American economists have also warned Trump’s plan could cause inflation and possibly a recession, which could have ripple effects in Canada.

It’s consumers who will ultimately feel the burden of any inflationary effect caused by broad tariffs, said Darby.

“A tariff tends to raise costs, and it ultimately raises prices, so that’s something that we have to be prepared for,” he said.

“It could tilt production mandates.
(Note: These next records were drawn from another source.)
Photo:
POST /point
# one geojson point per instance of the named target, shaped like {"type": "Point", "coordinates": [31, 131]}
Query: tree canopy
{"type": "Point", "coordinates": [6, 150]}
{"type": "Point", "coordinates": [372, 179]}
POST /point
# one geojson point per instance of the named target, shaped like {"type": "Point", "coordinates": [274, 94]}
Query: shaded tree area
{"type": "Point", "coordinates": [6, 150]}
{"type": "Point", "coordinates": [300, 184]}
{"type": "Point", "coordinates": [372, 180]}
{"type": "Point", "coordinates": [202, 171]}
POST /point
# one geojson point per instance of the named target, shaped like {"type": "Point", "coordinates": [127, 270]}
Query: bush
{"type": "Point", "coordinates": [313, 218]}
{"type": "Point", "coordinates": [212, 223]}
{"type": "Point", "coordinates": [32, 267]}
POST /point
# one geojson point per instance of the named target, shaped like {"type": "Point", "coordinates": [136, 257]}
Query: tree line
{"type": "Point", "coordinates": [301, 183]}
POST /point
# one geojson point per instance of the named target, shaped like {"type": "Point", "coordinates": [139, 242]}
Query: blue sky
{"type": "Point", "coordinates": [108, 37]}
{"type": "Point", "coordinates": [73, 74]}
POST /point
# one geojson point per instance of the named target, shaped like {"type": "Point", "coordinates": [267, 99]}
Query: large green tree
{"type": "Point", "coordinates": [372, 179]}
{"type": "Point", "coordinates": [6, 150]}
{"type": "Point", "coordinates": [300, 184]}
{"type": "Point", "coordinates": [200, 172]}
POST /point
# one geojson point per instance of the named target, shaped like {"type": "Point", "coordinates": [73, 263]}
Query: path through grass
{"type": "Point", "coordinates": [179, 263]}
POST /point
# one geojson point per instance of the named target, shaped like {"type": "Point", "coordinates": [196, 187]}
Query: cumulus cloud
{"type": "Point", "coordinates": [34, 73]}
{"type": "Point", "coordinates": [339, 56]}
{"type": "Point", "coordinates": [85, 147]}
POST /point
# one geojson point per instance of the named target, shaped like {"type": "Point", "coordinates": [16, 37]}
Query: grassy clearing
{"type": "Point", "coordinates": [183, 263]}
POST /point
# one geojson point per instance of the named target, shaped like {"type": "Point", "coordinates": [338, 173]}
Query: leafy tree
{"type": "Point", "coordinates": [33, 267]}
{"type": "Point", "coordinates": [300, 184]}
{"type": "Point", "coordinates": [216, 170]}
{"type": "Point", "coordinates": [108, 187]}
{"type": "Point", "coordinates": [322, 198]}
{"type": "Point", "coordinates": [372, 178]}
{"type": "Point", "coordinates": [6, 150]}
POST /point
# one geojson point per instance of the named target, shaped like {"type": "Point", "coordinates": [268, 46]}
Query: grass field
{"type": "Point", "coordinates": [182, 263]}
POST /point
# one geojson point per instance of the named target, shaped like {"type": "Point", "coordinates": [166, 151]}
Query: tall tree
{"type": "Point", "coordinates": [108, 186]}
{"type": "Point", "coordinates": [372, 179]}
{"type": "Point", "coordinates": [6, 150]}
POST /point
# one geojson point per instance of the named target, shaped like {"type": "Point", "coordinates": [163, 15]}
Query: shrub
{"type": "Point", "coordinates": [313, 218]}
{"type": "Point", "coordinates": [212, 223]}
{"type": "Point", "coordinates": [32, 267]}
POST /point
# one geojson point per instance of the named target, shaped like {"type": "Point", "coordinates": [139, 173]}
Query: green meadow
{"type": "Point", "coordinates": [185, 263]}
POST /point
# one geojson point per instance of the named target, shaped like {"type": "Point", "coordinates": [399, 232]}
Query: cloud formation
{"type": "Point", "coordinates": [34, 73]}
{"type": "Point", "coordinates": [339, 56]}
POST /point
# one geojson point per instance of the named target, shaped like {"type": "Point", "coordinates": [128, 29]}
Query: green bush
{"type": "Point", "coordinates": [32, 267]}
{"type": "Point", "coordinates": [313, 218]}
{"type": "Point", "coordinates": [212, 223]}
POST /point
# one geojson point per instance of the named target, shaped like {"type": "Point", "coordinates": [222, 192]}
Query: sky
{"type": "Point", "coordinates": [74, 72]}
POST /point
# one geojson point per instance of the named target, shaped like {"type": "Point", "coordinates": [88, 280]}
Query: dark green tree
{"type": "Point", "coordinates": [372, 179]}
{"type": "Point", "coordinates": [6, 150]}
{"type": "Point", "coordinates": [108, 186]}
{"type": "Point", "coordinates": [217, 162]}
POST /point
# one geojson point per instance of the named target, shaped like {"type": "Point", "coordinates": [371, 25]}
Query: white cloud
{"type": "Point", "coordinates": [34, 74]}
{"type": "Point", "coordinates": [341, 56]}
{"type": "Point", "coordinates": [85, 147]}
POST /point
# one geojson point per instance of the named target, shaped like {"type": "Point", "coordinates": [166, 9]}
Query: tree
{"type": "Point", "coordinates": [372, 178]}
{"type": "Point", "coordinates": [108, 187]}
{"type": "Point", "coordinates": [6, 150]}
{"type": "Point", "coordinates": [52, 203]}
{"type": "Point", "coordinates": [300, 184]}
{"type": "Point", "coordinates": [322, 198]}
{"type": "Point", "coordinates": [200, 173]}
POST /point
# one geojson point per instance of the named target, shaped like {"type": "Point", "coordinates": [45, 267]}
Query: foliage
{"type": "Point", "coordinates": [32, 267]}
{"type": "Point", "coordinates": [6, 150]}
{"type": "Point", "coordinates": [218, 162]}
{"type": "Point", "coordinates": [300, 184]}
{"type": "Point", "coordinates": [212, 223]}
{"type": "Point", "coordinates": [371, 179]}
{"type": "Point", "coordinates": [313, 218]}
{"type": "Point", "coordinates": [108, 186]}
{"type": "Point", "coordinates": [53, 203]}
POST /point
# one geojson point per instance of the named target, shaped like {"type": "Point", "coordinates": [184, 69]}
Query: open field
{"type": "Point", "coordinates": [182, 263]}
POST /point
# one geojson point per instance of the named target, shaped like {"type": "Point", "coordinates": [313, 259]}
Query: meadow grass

A tariff makes goods more expensive, but on the same token, it also will make inputs for the U.S. more expensive.”

A report last month by TD economist Marc Ercolao said research shows a full-scale implementation of Trump’s tariff plan could lead to a near-five per cent reduction in Canadian export volumes to the U.S. by early-2027, relative to current baseline forecasts.

Retaliation by Canada would also increase costs for domestic producers, and push import volumes lower in the process.

“Slowing import activity mitigates some of the negative net trade impact on total GDP enough to avoid a technical recession, but still produces a period of extended stagnation through 2025 and 2026,” Ercolao said.

Since the Canada-United States-Mexico Agreement came into effect in 2020, trade between Canada and the U.S. has surged by 46 per cent, according to the Toronto Region Board of Trade.

With that deal is up for review in 2026, Canadian Chamber of Commerce president and CEO Candace Laing said the Canadian government “must collaborate effectively with the Trump administration to preserve and strengthen our bilateral economic partnership.”

“With an impressive $3.6 billion in daily trade, Canada and the United States are each other’s closest international partners. The secure and efficient flow of goods and people across our border … remains essential for the economies of both countries,” she said in a statement.

“By resisting tariffs and trade barriers that will only raise prices and hurt consumers in both countries, Canada and the United States can strengthen resilient cross-border supply chains that enhance our shared economic security.”